Mr Whitehead said students not only loved Ramesh's emails, but they were a big fan of the man himself.
“Ramesh is not a trend, you can’t make him a trend. Trends end but this man, he is just brilliant,” Mr Whitehead said.
Mr Whitehead said the memes were an expression of admiration.
“[Ramesh] is just so focused on his students to get a good outcome. Outside of class, he just offers anyone advice,” Mr Whitehead said.
The ‘disappearance’ of the Rotunda building from Monash University’s Clayton campus came as quite a shock to many students when it was torn down in 2018.
The Rotunda building was built in the 1960s and housed many lectures theatres. Its demolition and re-build sparked students on Stalkerspace to share their opinions.
The latest trend dominating Monash Stalkerspace is plush penguin posts, which were started by the Meme King James Whitehead himself.

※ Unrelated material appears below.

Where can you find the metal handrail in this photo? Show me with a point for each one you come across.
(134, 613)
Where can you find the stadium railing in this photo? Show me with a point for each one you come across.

During SWOTVAC, Mr Whitehead posted a photo showing a student clutching a the toy while studying, opening the floodgates to copy-cat posts.
The initial photo received more than 1000 likes, and the penguin soft toy became an instant hit with students.
Miniso staff, which is where the penguin plushie can be purchased, were reportedly confused by the number of calls they received from students about the toy.
Mr Whitehead said the future of Monash Stalkerspace looks optimistic, with the number of members increasing daily.
“I think it’s pretty much going to stay the same with people asking questions, posting memes and jokes,” Mr Whitehead said.
“It is going to continue to be the unofficial forum for Monash students.”